In its analysis of the current job situation, the white paper points to changes in corporate employment patterns. The number of those who work for companies fell in 1998 for the first time on an annual basis. The decline was most noticeable in the manufacturing and construction sectors. Jobs are being slashed despite the fact that corporate earnings have not been hit as hard as they were after the first oil crisis in the 1970s or the bursting of the economic bubble in the early 1990s. Many leading firms have already unveiled restructuring plans. Although ostensibly aimed at reorganizing operating structures, these initiatives are actually aimed at reducing the number of superfluous workers—a perception that is corroborated by the findings of the white paper.

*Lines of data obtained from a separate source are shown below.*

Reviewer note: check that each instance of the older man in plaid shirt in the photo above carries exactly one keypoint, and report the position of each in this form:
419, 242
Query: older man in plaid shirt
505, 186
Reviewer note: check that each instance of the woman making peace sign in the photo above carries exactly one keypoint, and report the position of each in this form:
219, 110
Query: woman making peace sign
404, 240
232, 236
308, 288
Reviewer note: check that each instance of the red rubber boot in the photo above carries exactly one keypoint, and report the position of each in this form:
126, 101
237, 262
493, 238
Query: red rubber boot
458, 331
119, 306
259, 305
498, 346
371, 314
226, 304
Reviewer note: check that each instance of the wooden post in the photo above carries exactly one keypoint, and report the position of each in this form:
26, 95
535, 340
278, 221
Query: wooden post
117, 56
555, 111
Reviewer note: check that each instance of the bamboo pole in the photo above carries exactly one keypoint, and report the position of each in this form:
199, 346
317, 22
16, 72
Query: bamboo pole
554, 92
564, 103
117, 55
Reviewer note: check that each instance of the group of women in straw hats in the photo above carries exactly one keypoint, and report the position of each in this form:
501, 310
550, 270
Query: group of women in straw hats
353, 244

For the first time, this year's white paper recognizes the disadvantages of the practice of long-term employment, noting that it may hinder the smooth revamping of industrial structures. But it also stresses the advantages, going so far as to claim that only when there is job security are workers motivated to make bold challenges that lead to technological breakthroughs and new ventures. We agree that the practice has advantages that should not be squandered. Even though the U.S. jobless rate has fallen significantly, this was accomplished only after a heavy shifting of labor. Every country has employment practices that best suit its social climate and safety nets.

However, it is obvious that traditional employment practices are falling by the wayside regardless of their merits as it becomes increasingly difficult for companies to shift workers and jobs. This inevitably raises the question of how labor mobility can be achieved without sacrificing stability.

The white paper emphasizes the importance of acquiring vocational skills that can be used at various employers. While measures to enhance such employability are necessary, they are not enough. More important is the creation of a labor market in which switching employers does not place a worker at a disadvantage in terms of pay, severance pay and pensions. Another issue is improving the conditions for part-time and temporary workers. Only when the public and private sectors draw their strengths together will we achieve a society in the 21st century with an employment market that is both stable and mobile.